I've never lived in Salt Lake City but visited several times (daughter, son-in-law and grandchild are there) and would recommend it as well.

Remember it's the high desert; summer temps up around 100, but it's dry heat. That doesn't make it better (dehydration can sneak up on you just as easily) but at least you're not sweating and chafing miserably when you're outside. You'll need sunscreen though, every day except maybe in winter.

They have a nice light-rail trolley system which covered all my travel needs - daughter lives near U of Utah, which is NE in the city, and the trolley takes you downtown and all the way to Sandy should you want to go there. Haven't ridden their buses but there seem to be a lot of them about.

The city (unlike the rest of the state) is only about half Mormon so you do see brown and black and Oriental faces, as well as non-Mormon churches. There's a serious shortage of Jews, though. Aside from that it's a good place to be, and since you're in a valley (although at 5,000 ft altitude) there are mountains on the horizon everywhere you look. They are beautiful. If I were single and looking to relocate Salt Lake City would definitely be one of the top contenders.

Christopher, your rent is $500? Wow.

There hasn't been a 500/month basement bachelor apartment in Toronto for about 15 years at least.

Before we bought, we had a one-bedroom with mice in a 60 year old building for over 1000/month. At least now we've got equity.

Don't overlook Tulsa. As in Oklahoma City, housing is very affordable, and the economy is definitely not tourism/resort based.
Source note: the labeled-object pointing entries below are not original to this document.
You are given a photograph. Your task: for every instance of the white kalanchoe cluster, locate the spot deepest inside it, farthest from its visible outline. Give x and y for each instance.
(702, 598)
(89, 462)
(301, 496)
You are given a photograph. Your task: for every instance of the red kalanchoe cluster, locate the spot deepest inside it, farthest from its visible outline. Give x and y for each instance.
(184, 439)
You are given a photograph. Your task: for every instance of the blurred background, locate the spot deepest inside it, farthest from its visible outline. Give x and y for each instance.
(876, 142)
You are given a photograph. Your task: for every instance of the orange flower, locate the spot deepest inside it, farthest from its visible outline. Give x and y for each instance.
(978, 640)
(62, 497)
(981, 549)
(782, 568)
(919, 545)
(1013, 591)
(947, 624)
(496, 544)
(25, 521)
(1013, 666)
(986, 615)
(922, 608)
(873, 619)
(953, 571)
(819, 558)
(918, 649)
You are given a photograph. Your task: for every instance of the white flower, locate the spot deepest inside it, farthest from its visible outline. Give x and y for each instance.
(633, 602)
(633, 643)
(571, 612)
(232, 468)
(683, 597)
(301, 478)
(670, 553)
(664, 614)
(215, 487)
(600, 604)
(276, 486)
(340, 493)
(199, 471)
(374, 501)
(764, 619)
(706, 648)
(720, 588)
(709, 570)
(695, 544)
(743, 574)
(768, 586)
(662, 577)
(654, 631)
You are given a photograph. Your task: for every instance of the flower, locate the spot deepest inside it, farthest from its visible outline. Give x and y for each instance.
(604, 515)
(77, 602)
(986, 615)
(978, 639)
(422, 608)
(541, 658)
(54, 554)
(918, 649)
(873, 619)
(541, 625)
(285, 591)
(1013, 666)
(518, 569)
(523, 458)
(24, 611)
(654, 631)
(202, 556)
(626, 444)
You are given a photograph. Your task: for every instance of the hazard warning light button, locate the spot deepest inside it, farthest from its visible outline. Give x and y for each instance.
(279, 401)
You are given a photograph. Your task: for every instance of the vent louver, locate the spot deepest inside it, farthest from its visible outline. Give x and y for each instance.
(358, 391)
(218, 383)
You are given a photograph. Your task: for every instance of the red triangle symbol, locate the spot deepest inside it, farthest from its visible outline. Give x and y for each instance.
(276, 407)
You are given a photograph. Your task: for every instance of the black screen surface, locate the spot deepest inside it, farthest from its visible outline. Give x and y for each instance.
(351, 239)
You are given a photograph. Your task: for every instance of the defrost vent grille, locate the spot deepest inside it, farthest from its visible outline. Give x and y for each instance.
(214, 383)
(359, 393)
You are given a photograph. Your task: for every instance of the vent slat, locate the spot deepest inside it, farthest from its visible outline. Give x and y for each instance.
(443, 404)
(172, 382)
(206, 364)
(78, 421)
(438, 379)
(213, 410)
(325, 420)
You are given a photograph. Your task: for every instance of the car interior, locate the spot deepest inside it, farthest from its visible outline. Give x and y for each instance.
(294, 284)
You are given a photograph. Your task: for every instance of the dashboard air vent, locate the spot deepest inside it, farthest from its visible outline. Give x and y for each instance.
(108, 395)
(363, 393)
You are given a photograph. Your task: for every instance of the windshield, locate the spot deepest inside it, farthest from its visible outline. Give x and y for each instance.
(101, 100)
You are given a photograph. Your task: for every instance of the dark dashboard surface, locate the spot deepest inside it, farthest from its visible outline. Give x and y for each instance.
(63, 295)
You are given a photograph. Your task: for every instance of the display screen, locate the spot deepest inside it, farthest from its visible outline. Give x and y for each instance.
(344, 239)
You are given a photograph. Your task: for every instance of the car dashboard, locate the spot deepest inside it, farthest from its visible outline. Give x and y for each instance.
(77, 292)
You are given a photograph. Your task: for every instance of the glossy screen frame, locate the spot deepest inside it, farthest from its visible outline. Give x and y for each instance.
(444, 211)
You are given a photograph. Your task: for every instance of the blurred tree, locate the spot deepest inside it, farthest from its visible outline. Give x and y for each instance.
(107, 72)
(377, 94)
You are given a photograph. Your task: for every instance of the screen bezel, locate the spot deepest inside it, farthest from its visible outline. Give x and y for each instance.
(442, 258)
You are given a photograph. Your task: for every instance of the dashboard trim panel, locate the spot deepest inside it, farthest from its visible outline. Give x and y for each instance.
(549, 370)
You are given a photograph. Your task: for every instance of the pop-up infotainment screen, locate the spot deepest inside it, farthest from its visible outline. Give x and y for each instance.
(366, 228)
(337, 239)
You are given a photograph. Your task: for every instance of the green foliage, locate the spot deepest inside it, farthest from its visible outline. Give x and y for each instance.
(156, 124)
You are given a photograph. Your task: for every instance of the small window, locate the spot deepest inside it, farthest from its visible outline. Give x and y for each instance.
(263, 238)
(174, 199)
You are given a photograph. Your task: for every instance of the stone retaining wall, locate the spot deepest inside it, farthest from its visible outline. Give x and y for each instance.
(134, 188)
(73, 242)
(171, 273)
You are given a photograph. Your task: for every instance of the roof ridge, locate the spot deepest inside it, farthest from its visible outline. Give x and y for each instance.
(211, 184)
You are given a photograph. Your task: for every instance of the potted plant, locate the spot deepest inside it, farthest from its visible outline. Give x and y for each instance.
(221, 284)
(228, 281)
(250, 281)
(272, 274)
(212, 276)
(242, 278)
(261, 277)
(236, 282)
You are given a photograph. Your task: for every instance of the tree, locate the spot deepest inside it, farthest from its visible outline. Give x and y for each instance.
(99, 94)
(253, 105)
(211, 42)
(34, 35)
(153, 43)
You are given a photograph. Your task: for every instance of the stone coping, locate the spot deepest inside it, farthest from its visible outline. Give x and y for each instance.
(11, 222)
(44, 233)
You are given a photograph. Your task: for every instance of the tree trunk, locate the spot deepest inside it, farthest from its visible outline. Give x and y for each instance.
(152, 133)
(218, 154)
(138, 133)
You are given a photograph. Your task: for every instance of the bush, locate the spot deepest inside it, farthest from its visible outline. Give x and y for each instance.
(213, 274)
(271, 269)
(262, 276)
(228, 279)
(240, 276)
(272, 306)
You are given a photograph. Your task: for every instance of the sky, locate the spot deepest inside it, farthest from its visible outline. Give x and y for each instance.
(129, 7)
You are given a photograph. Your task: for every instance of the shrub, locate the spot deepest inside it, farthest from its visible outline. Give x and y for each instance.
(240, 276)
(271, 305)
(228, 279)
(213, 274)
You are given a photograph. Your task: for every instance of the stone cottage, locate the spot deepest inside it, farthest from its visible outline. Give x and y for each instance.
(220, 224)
There are a number of neighborhoods that would give you the combination of decent, affordable, close to public transportation, close to parks, shops and cafes. Feel free to e-mail me if you want details.

paperpunchr [TypeKey Profile Page]:

Forget all of the above...Come to beautiful Colorado Springs. Climate is relatively dry and mild...I've lived in St. Louis, and visited Florida and Kansas City...It's nicer here than Salt Lake City...check it out!

prairiecat [TypeKey Profile Page]:

Salt Lake is high desert (which I love) - not only will sunscreen & plenty of water be important, the sunscreen is VITAL - at that altitude, you're so much closer to the sun that for us eastern palefaces, it takes just minutes to broil!

My cousin lives in Cheyenne, Wyoming (altitude about 6300 feet) & I used sunscreen there last week, something I never do here in Jax.